Bize en aykırı sözleri söyleyenlere bile biz de sözümüzü söyleriz. Sözü bastırmanın yolu ne taştır, ne küfürdür. Bunları tamamen reddediyoruz. Birilerinin buradan algı oluşturması bu durumu AK Parti çıkarmış gibi bir algı oluşturması kabul edilemez. Siyasette her türlü mücadeleye eyvallah ama bu bir söz yarışıdır. Burada sopanın ne işi var?
'İSTANBUL'DA YAPILMIŞ EN BÜYÜK MİTİNG'
Biz İstanbul'da çok miting düzenledik. Bu yaptığımız miting İstanbul'da yapılmış olan en büyük miting oldu. Alana giren kişi sayısı polis kayıtlarına göre 1 milyon 700 bin kişiydi. Dahasını söyleyeyim. Mitinge zor yetiştim. Trafik kilit. Haliç'ten miting alanına 1 saat 45 dakikada gelebildim. Hatta biz dönerken hala gelenler vardı. Muazzam organik bir kalabalık vardı. İstanbul dışından gelen yok. Tüm teşkilatlarımıza şu talimatı verdik herkes kendi seçim bölgesinde kendi işlerine baksın.
'SAHADA OLMAYAN SANDIKTA OLMAZ'
Sayın Kılıçdaroğlu'nun adaylığı kesinleşince Erdoğan düşmanlığı Türkiye düşmanlığına döndü. Biri çıkıyor diyor biz iktidara gelirsek, BAYKAR'a dokunacağız diyor. Son dönemde dünyanın büyük dergilerinde alenen açıktan Erdoğan gitmeli manşetlerini atmaları vatandaşlarımızda bir tedirginlik oluşturdu ve bütünleşildi. Biz siz istiyorsunuz diyen Erdoğan'ı yedirmeyeceğiz ve sahip çıkacağınız duygusu oluştu vatandaşta. Özellikle depremden sonraki süreçte Cumhurbaşkanımızın öncülüğünde hükümetimizin çok hızlı şekilde yaralı sarmak için harekete geçmesi de etkili oldu. Dün konuşmamda da ifade ettim anket falan diyorlar buyurun anket. Bir siyasi parti bir meydana 2 milyona yakın bir seçmen topluyorsa bu en iyi ankettir. Ben bunu geçmiş dönemlerde AK Parti mitingleriyle karşılaştırıyorum. Ruh olarak coşku olarak 15 Temmuz'dan sonraki yaptığımız mitingten daha güçlüydü. Bu insanlar öğlen gelip 6'dan 7'den sonra alanı terk ettiler. Sahada olmayan sandıkta olmaz.

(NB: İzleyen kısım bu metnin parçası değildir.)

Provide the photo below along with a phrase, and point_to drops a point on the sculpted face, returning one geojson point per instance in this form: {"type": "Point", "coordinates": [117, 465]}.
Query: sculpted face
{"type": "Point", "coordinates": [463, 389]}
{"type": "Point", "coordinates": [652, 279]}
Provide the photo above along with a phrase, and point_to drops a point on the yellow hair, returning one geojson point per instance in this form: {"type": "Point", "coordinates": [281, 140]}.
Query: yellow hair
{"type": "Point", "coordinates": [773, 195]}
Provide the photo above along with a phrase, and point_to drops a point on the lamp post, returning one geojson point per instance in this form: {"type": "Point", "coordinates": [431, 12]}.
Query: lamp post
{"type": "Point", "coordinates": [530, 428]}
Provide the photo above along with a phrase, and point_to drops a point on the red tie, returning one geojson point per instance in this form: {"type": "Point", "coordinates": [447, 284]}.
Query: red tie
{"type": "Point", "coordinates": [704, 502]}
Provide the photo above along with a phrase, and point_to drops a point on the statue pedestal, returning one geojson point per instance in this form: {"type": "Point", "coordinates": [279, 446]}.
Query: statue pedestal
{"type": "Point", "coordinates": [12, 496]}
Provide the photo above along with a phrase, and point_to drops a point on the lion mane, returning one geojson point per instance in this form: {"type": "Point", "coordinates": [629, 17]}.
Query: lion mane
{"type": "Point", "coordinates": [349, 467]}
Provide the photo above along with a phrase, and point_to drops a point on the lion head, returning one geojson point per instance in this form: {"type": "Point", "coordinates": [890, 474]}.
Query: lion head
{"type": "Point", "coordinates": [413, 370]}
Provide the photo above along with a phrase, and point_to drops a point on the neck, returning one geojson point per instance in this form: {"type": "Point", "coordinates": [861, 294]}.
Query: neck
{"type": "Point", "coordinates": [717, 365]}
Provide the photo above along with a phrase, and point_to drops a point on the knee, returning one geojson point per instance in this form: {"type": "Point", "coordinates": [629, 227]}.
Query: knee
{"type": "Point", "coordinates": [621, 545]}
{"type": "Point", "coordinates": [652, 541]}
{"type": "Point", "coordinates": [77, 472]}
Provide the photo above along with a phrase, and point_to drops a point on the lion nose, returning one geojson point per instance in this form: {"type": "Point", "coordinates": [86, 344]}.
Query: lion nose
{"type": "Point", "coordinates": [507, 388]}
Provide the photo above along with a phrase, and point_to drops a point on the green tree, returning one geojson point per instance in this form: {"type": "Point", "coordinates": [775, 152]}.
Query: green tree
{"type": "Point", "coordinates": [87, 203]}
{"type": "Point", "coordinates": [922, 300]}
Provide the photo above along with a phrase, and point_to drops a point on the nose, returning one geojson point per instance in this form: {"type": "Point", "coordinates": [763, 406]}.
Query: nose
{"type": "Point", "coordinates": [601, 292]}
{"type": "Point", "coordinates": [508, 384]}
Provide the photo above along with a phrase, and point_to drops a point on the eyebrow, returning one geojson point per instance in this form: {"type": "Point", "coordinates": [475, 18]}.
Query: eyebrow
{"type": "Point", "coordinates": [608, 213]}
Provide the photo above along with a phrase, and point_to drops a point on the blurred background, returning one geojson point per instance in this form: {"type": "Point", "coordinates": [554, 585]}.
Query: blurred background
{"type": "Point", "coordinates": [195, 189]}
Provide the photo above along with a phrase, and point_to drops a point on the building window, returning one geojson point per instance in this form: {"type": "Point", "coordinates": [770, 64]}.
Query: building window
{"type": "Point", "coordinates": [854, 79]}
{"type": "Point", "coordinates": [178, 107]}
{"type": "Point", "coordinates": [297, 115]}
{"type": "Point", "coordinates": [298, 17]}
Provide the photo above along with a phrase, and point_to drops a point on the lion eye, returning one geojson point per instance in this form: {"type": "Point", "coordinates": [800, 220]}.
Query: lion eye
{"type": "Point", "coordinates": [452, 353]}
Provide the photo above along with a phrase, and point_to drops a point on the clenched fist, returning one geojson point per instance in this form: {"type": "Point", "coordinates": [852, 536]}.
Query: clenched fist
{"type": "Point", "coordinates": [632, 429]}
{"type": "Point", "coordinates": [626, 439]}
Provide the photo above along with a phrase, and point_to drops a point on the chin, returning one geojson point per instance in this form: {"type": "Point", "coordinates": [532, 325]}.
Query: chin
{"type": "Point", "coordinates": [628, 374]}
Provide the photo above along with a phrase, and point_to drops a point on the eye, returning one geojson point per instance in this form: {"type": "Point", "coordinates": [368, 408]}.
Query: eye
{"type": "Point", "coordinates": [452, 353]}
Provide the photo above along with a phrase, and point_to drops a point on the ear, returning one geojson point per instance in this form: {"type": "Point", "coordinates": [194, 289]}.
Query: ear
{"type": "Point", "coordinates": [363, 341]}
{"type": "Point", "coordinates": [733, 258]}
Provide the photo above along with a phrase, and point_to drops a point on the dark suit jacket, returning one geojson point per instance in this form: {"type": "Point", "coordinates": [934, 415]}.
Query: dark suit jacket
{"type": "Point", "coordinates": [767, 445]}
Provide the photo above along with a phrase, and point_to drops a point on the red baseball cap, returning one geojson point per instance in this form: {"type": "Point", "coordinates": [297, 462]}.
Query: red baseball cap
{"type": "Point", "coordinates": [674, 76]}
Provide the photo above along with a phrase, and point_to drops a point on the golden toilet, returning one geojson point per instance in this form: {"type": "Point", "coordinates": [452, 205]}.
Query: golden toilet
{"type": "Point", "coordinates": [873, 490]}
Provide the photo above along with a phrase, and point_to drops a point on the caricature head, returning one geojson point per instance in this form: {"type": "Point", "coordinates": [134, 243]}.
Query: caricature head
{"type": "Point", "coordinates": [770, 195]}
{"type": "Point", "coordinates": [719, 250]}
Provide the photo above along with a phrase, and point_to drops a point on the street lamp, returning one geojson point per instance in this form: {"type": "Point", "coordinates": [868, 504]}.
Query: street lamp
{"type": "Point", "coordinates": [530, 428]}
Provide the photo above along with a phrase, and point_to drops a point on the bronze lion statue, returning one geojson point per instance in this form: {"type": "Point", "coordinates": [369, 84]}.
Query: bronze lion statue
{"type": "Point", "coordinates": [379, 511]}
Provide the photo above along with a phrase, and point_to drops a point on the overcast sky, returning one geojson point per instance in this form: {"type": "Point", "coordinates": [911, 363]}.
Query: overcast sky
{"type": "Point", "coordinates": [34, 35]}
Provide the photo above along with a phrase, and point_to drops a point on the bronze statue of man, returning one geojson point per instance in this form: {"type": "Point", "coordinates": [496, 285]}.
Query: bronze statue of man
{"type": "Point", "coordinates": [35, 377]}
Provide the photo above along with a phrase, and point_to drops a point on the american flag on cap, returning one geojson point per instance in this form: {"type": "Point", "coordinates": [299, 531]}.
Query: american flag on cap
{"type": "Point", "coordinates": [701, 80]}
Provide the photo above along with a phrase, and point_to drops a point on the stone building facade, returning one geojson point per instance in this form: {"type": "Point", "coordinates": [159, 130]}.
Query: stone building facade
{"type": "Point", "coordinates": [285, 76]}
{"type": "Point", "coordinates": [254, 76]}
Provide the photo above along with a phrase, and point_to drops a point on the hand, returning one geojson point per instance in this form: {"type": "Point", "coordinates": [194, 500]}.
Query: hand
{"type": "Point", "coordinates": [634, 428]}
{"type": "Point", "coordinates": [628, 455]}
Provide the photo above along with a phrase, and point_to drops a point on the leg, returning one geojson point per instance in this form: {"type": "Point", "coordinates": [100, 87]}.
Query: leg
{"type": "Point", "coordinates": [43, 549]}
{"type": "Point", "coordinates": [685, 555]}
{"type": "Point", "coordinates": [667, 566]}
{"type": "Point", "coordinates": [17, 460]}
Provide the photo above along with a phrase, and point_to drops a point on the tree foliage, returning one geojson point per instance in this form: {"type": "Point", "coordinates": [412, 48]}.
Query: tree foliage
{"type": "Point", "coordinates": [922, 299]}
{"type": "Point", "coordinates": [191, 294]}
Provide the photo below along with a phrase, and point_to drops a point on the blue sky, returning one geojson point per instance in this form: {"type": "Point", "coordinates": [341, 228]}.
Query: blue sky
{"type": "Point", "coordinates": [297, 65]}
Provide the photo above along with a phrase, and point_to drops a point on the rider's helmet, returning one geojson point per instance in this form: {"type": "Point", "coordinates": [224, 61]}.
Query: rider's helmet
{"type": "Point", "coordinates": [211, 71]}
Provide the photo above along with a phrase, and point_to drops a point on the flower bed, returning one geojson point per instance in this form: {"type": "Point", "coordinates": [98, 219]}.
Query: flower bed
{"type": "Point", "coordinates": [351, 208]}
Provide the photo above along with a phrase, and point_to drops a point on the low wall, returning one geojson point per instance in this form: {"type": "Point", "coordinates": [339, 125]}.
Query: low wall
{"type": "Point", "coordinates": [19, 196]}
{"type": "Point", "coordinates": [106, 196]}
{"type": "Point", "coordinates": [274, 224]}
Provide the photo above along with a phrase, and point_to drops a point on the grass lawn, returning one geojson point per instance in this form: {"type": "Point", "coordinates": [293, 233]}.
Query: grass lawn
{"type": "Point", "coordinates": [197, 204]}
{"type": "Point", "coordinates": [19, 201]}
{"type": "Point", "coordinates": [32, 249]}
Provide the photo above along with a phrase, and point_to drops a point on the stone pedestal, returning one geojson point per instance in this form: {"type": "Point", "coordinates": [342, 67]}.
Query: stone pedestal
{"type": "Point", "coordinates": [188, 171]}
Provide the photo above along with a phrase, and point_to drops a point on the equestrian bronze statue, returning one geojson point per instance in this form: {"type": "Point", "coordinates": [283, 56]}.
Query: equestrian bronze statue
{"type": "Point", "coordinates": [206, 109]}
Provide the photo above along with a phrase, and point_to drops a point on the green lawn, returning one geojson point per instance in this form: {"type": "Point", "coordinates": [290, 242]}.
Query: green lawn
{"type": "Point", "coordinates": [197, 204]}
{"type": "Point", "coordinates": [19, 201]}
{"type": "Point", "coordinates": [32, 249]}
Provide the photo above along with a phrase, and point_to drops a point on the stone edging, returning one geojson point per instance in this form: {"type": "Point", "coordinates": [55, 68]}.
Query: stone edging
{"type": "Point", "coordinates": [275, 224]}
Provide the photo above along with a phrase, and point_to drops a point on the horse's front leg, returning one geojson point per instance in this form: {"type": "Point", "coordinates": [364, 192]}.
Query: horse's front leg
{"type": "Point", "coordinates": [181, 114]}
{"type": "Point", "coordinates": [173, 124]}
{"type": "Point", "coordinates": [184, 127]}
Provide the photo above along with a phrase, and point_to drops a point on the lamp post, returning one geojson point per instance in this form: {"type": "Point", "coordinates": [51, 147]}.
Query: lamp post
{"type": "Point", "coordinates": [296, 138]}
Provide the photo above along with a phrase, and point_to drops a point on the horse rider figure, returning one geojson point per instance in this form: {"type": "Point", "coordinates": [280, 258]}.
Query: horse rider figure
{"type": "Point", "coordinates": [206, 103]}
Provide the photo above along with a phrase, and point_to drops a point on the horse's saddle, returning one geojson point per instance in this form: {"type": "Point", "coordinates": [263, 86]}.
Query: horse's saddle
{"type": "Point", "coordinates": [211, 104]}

Bu kadar insanın burada olması için sizin sahada olmanız lazım. 7 düvele karşı cumhurbaşkanımıza sahip çıkmak için bir toplumsal hassasiyet ortaya çıkıyor. Tabi bu görüntünün ortaya çıkması için çok iyi bir teşkilat yapınızın da olması lazım. 14 Mayıs'ta Cumhurbaşkanımız sandıklardan Cumhurbaşkanı olarak çıkacak. 15 Mayıs'ta bir tatil yaparız dinleniriz ama AK Parti hemen bir gün sonra yeniden bir sonraki seçim için hazırlığa başlayacak.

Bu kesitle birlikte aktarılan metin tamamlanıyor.